A: $2x+y =\lambda2x, \\x+2y = \lambda 2y $
Once you have these equations, you should see that it is merely a problem of determining the eigenvalues $\lambda_1 , \lambda_2 $ of the matrix $M = \begin{pmatrix}
1 & 1/2 \\
1/2 & 1 \\
\end{pmatrix}$ . One of them will yield you the absolute minimum, and the other the absolute maximum.
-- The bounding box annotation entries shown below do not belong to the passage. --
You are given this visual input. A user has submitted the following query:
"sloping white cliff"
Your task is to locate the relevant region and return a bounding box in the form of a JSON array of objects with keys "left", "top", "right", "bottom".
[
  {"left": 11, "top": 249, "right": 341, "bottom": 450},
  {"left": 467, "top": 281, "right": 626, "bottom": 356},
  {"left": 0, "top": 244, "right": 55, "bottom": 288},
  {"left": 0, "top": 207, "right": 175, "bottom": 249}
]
This is done by solving the characteristic polynomial. 
$
\left| \begin{array}{ccc}
1-\lambda & 1/2 \\
1/2  & 1-\lambda \\
\end{array} \right| = 0
$
Which yields:
$ (1-\lambda)^2 = 1/4 \rightarrow \lambda_1 =1/2 ,\lambda_2 =3/2$ 
Now you have either of the two cases:
 $2x+ y = x \rightarrow (x,y)=(-1,1)*t\\
  2x+ y = 3x \rightarrow (x,y) = (1,1)*t $
In order to have them with length of 8, you should find the relevant $t$ for which $|| (-t,t)||^2=8, ||(t,t)||^2=8$

Another way to think about your problem is that you have a quadratic form $ ax^2 + 2bxy + cy^2  $, where $ a = 1, b= 1/2 , c = 1$  . The maximal and minimal values of a quadratic form, under the constraint of constant length of $(x,y)$ is attained in its eigenvalues, and $(x,y)$ direction is the direction of the eigenvectors.